Tip: To avoid the DATA-INTO operation failing because the data cannot be successfully assigned to RPG fields with types such as Date or Numeric, the receiver variable can be defined with subfields that are all of type character or UCS-2. Then the data can be converted to other data types by the RPG program using the conversion built-in functions %DATE, %INT, and so on.

See Examples of DATA-INTO parsers for information about where you can find examples of parsers for the DATA-INTO operation.

To obtain a trace from the parser, set the QIBM_RPG_DATA_INTO_TRACE_PARSER environment variable with a value of "*STDOUT".

   ADDENVVAR QIBM_RPG_DATA_INTO_TRACE_PARSER VALUE('*STDOUT')
Note: If the trace output does not show up immediately, or if it flashes too quickly to see, you can view the standard output by calling the following ILE RPG program.
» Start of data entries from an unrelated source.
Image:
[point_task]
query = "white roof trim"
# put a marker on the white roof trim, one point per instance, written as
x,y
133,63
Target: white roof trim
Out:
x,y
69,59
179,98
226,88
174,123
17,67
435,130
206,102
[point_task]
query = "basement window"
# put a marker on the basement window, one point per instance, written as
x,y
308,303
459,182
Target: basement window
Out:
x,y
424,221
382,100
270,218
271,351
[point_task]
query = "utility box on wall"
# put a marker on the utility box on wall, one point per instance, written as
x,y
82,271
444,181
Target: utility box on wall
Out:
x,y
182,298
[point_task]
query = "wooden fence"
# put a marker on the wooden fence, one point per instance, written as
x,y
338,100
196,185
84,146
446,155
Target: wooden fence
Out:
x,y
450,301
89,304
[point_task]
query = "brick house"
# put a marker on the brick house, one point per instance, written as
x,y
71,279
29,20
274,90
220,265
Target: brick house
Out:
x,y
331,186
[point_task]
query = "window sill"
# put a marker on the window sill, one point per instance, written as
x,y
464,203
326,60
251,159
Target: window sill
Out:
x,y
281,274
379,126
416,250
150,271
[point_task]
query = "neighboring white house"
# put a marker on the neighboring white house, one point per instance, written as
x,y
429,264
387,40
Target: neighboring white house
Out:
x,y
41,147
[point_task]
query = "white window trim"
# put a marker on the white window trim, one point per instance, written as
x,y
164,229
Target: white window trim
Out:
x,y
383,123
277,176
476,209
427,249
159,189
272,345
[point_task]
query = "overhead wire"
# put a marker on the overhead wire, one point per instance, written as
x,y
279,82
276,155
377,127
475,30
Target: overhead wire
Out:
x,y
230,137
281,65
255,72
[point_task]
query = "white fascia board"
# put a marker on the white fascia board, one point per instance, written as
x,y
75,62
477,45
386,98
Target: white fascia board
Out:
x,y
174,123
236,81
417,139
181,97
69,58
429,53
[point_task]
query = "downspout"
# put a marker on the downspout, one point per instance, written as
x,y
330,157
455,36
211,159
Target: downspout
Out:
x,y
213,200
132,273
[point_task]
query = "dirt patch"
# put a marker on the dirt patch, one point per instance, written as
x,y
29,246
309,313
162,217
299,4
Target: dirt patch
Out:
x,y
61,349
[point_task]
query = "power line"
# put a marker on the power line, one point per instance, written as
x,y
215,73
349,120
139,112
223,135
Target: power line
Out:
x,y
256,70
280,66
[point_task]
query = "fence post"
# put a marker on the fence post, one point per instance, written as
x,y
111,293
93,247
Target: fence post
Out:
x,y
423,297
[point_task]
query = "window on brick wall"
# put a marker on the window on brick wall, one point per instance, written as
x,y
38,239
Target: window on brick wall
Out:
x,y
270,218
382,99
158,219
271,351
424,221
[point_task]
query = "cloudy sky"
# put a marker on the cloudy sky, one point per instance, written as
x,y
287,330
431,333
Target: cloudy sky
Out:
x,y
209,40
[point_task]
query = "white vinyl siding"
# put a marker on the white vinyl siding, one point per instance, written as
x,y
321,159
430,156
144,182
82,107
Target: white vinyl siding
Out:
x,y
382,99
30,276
Compile the program with CRTBNDRPG.

**FREE
CTL-OPT ACTGRP(*NEW);
DCL-PR printf EXTPROC(*DCLCASE);
  p POINTER VALUE OPTIONS(*STRING : *NOPASS);
END-PR;
DCL-PR getchar INT(10) EXTPROC(*DCLCASE) END-PR;
DCL-C EOL x'15';

printf (EOL);
getchar ();
return;
The following C program will accomplish the same thing. Compile the program with CRTBNDC.

#include <stdio.h>
main()
{
   printf("\n");
   getchar();
}